Target agnostic quantization allows you to see the effect quantization has on your neural network without target hardware or target-specific quantization schemes. Creating a target agnostic quantized network is useful if you:

  • Do not have access to your target hardware.

  • Want to preview whether or not your network is suitable for quantization.

  • Want to find layers that are sensitive to quantization.

Quantized networks emulate quantized behavior for quantization-compatible layers. Network architecture like layers and connections are the same as the original network, but inference behavior uses limited precision types.
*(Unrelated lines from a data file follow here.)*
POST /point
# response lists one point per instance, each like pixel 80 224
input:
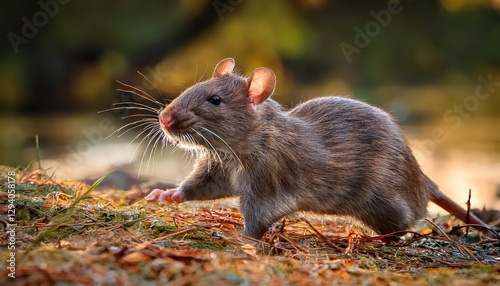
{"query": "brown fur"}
pixel 329 155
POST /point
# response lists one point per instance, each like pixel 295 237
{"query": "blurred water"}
pixel 75 147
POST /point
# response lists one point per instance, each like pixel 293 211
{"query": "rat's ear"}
pixel 261 83
pixel 224 67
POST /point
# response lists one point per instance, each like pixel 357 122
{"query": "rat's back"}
pixel 369 161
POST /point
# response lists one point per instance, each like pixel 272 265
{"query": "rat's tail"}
pixel 443 201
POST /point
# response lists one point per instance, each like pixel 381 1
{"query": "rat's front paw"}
pixel 169 196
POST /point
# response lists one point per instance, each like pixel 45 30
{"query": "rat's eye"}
pixel 215 100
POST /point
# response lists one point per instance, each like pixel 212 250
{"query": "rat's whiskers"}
pixel 210 144
pixel 225 143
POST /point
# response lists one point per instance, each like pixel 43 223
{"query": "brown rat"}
pixel 330 155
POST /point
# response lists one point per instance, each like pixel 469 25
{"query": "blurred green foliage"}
pixel 429 53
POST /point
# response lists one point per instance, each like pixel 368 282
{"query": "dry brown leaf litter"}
pixel 114 237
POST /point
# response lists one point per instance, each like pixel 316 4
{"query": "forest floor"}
pixel 56 231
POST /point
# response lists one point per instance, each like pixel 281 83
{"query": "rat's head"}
pixel 218 114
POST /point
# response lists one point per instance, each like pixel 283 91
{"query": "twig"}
pixel 324 238
pixel 468 214
pixel 461 247
pixel 168 236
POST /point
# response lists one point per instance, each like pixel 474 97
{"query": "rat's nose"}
pixel 166 119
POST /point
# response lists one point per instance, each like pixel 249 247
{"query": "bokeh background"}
pixel 435 65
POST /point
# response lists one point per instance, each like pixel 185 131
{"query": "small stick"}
pixel 461 247
pixel 468 214
pixel 325 239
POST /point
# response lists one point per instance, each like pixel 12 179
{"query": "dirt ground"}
pixel 56 231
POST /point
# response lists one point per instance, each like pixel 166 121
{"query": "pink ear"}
pixel 261 85
pixel 223 67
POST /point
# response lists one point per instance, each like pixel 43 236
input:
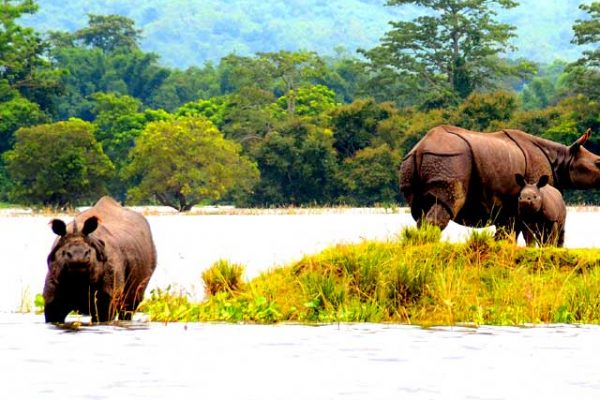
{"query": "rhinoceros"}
pixel 99 264
pixel 469 177
pixel 541 212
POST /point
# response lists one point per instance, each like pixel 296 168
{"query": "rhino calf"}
pixel 99 264
pixel 541 212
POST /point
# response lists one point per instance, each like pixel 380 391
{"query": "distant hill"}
pixel 186 33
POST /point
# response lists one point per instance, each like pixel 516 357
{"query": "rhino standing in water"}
pixel 100 264
pixel 541 212
pixel 469 177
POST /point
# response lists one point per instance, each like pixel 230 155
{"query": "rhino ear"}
pixel 58 227
pixel 520 180
pixel 543 181
pixel 90 225
pixel 581 141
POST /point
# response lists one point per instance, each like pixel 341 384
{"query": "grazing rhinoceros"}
pixel 100 264
pixel 541 212
pixel 469 177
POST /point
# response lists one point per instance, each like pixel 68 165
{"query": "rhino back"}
pixel 127 236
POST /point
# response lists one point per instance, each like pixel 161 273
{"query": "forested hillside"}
pixel 186 33
pixel 90 110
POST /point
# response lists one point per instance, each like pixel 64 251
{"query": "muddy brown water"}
pixel 349 361
pixel 355 361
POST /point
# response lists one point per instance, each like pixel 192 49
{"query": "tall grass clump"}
pixel 223 276
pixel 416 279
pixel 418 236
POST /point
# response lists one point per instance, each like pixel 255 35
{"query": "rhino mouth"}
pixel 77 267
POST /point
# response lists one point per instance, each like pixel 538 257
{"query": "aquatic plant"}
pixel 223 276
pixel 416 279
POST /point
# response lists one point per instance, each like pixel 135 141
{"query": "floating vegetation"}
pixel 416 279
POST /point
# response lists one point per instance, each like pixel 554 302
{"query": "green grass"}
pixel 416 279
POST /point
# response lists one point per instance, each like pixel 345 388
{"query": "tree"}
pixel 370 177
pixel 293 69
pixel 187 161
pixel 588 32
pixel 58 164
pixel 23 67
pixel 312 102
pixel 103 57
pixel 119 121
pixel 485 111
pixel 449 52
pixel 355 125
pixel 109 33
pixel 298 165
pixel 16 113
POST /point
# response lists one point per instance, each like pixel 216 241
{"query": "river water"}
pixel 362 361
pixel 350 361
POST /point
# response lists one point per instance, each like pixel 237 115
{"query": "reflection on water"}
pixel 366 361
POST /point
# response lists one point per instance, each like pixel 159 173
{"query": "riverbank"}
pixel 260 240
pixel 416 279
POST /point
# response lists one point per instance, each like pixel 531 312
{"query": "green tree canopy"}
pixel 58 164
pixel 298 165
pixel 588 32
pixel 109 33
pixel 23 67
pixel 451 51
pixel 187 161
pixel 486 111
pixel 355 125
pixel 370 177
pixel 293 69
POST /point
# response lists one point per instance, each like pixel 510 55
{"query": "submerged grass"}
pixel 416 279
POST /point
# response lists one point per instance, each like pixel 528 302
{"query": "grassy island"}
pixel 416 279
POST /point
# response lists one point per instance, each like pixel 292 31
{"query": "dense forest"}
pixel 88 110
pixel 187 33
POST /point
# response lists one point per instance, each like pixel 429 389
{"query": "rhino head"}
pixel 76 252
pixel 583 165
pixel 530 196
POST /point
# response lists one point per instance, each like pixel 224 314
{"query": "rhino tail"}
pixel 408 177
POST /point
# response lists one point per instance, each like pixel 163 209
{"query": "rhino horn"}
pixel 581 140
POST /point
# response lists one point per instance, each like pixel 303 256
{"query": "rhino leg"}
pixel 56 312
pixel 437 215
pixel 102 308
pixel 561 237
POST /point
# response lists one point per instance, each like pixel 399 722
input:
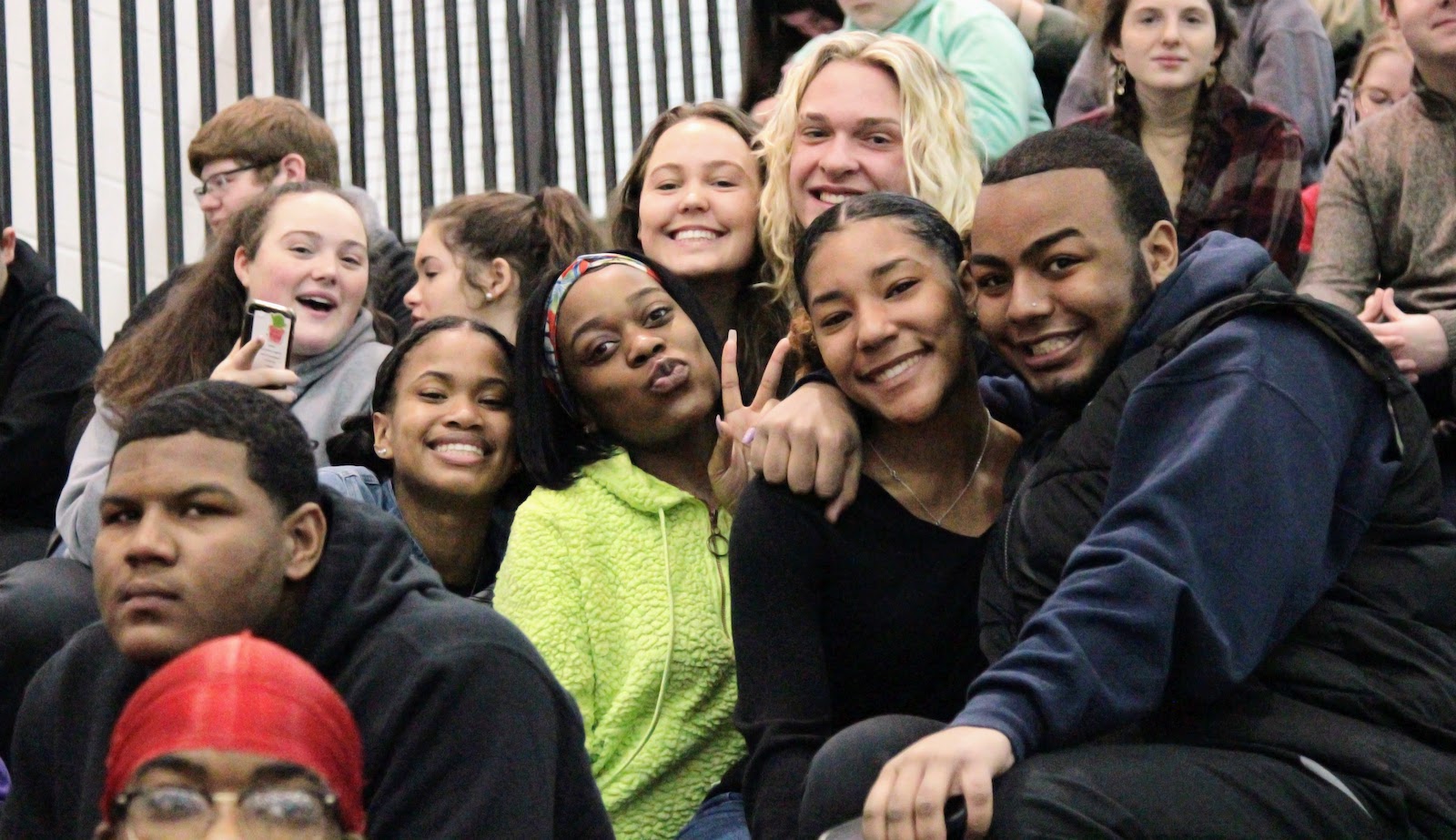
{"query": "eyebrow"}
pixel 182 494
pixel 1031 250
pixel 446 378
pixel 888 267
pixel 596 322
pixel 317 235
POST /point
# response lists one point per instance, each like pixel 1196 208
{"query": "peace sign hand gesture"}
pixel 728 466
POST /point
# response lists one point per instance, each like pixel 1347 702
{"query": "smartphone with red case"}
pixel 274 325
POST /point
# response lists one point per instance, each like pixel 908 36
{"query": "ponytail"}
pixel 562 228
pixel 535 235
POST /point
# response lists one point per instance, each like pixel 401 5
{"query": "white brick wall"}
pixel 106 102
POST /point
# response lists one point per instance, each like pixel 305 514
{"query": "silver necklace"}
pixel 986 440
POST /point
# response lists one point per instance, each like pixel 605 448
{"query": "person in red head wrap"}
pixel 237 728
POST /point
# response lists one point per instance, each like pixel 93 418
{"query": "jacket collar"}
pixel 637 488
pixel 1213 268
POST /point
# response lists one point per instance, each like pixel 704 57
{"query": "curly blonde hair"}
pixel 941 160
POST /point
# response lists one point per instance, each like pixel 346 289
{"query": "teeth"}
pixel 1050 345
pixel 899 369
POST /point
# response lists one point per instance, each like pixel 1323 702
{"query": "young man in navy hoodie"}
pixel 213 523
pixel 1220 600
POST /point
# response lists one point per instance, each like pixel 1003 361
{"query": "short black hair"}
pixel 280 458
pixel 922 220
pixel 552 444
pixel 354 446
pixel 1140 199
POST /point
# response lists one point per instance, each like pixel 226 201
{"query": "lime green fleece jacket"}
pixel 613 582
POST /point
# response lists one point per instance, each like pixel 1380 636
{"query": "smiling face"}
pixel 1168 44
pixel 1059 279
pixel 440 286
pixel 848 140
pixel 312 258
pixel 276 788
pixel 450 431
pixel 633 359
pixel 699 207
pixel 223 199
pixel 1387 80
pixel 888 319
pixel 191 548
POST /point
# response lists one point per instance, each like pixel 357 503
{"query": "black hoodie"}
pixel 466 733
pixel 48 352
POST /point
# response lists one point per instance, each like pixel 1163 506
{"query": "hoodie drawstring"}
pixel 667 662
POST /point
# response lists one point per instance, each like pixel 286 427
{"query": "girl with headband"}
pixel 240 721
pixel 618 562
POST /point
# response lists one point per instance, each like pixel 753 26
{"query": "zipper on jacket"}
pixel 718 548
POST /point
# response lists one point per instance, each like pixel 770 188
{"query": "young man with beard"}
pixel 213 523
pixel 1225 597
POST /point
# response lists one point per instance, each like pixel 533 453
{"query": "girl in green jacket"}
pixel 616 567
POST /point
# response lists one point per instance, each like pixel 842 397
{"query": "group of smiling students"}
pixel 715 628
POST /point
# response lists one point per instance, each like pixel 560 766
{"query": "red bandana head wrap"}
pixel 242 694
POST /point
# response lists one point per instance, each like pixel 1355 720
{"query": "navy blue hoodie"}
pixel 1245 472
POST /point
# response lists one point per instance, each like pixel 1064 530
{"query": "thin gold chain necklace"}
pixel 986 441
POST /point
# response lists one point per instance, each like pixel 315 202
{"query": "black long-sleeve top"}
pixel 834 623
pixel 48 352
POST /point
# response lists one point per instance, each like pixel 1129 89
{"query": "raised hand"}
pixel 812 443
pixel 239 367
pixel 728 468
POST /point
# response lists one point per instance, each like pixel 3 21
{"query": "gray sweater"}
pixel 1388 216
pixel 331 388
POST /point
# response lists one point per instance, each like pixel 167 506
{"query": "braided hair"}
pixel 1127 112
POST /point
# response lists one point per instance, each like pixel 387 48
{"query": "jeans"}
pixel 718 818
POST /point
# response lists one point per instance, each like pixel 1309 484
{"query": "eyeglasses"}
pixel 218 182
pixel 177 813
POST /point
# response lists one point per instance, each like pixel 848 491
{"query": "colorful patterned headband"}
pixel 579 268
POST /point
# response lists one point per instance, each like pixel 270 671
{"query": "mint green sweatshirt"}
pixel 613 582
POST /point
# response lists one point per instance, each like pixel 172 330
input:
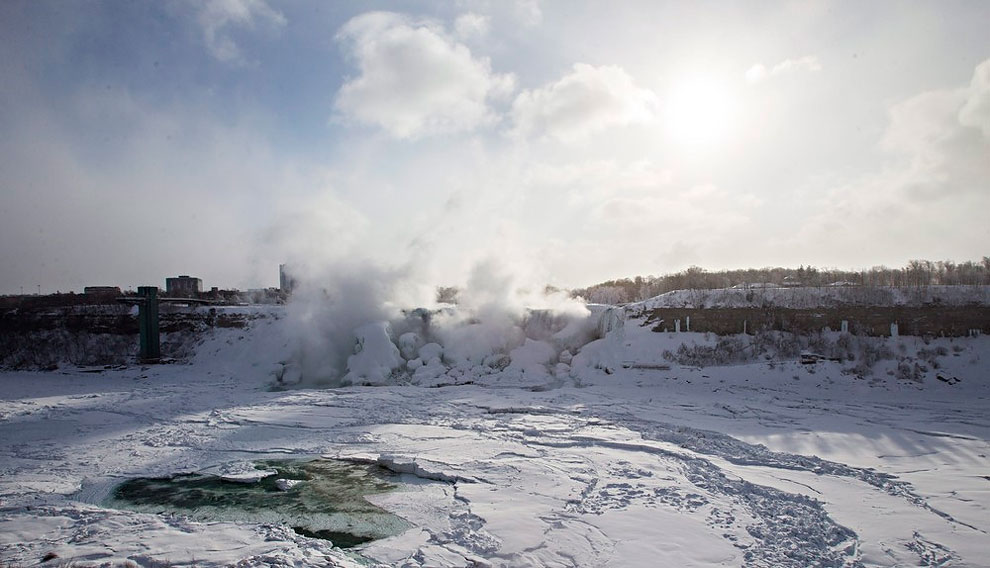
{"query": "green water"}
pixel 328 502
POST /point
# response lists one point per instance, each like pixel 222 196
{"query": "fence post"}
pixel 148 324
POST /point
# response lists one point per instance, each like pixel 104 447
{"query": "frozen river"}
pixel 747 465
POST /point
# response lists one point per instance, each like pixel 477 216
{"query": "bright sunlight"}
pixel 700 112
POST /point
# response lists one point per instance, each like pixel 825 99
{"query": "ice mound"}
pixel 451 346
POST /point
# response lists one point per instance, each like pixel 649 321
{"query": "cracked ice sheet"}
pixel 546 467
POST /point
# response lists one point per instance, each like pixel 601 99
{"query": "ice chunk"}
pixel 409 344
pixel 375 356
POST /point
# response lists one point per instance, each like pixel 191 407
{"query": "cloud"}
pixel 759 72
pixel 414 79
pixel 218 17
pixel 588 100
pixel 933 190
pixel 471 25
pixel 528 12
pixel 975 111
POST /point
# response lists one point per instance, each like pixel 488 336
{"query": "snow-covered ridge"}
pixel 448 346
pixel 824 297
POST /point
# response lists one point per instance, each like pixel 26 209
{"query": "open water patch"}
pixel 319 498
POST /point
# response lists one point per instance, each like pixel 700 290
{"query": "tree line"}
pixel 917 273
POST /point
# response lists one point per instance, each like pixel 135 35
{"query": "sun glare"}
pixel 699 113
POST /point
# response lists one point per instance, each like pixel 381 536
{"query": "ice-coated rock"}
pixel 375 356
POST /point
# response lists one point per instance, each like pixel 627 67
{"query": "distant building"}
pixel 285 280
pixel 183 286
pixel 102 290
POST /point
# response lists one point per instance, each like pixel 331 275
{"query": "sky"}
pixel 571 141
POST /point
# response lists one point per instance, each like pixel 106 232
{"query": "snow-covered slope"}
pixel 824 297
pixel 644 462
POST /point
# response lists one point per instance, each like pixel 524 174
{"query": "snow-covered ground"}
pixel 818 297
pixel 766 463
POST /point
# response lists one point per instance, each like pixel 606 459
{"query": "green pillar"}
pixel 148 324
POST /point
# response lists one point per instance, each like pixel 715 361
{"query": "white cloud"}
pixel 588 100
pixel 976 110
pixel 217 17
pixel 471 25
pixel 414 79
pixel 933 191
pixel 760 72
pixel 528 12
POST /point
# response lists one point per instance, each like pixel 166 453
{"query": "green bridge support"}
pixel 151 351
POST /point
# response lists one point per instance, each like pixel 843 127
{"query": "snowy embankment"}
pixel 821 297
pixel 640 461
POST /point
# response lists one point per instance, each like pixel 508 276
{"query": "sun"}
pixel 700 112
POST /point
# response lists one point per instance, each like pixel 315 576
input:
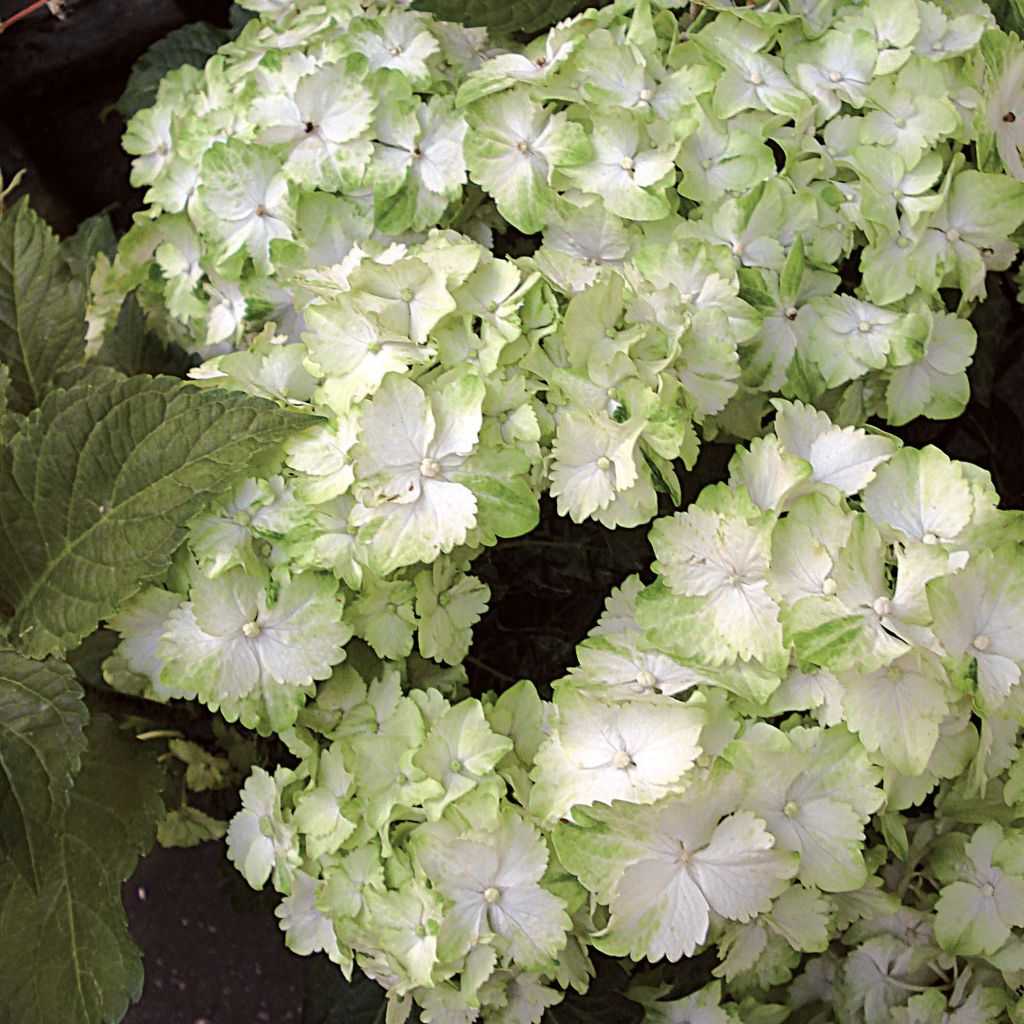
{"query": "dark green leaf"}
pixel 603 1003
pixel 1010 14
pixel 192 44
pixel 42 717
pixel 331 999
pixel 132 348
pixel 503 16
pixel 10 422
pixel 93 236
pixel 187 826
pixel 42 306
pixel 96 487
pixel 67 956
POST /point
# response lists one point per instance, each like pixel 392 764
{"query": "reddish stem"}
pixel 22 13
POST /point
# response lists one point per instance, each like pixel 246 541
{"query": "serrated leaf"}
pixel 503 16
pixel 67 954
pixel 132 348
pixel 96 487
pixel 42 717
pixel 42 306
pixel 192 44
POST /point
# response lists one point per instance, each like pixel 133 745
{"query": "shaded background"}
pixel 213 951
Once you have quantized your network, you can use the quantizationDetails function to retrieve details on what was quantized.

Load the pretrained network. net is a SqueezeNet network that has been retrained using transfer learning to classify images in the MerchData data set.

load squeezedlnetmerch
net
net = 
  dlnetwork with properties:

         Layers: [67×1 nnet.cnn.layer.Layer]
    Connections: [74×2 table]
     Learnables: [52×3 table]
          State: [0×3 table]
     InputNames: {'data'}
    OutputNames: {'prob'}
    Initialized: 1

  View summary with summary.

You can use the quantizationDetails function to see that the network is not quantized.

qDetailsOriginal = quantizationDetails(net)
qDetailsOriginal = struct with fields:
            IsQuantized: 0
          TargetLibrary: ""
    QuantizedLayerNames: [0×0 string]
    QuantizedLearnables: [0×3 table]

Unzip and load the MerchData images as an image datastore and extract the classes from the datastore.

unzip('MerchData.zip')
imds = imageDatastore('MerchData', ...
    'IncludeSubfolders',true, ...
    'LabelSource','foldernames');
classes = categories(imds.Labels);

Define calibration and validation data to use for quantization. The output size of the images are changed for both calibration and validation data according to network requirements.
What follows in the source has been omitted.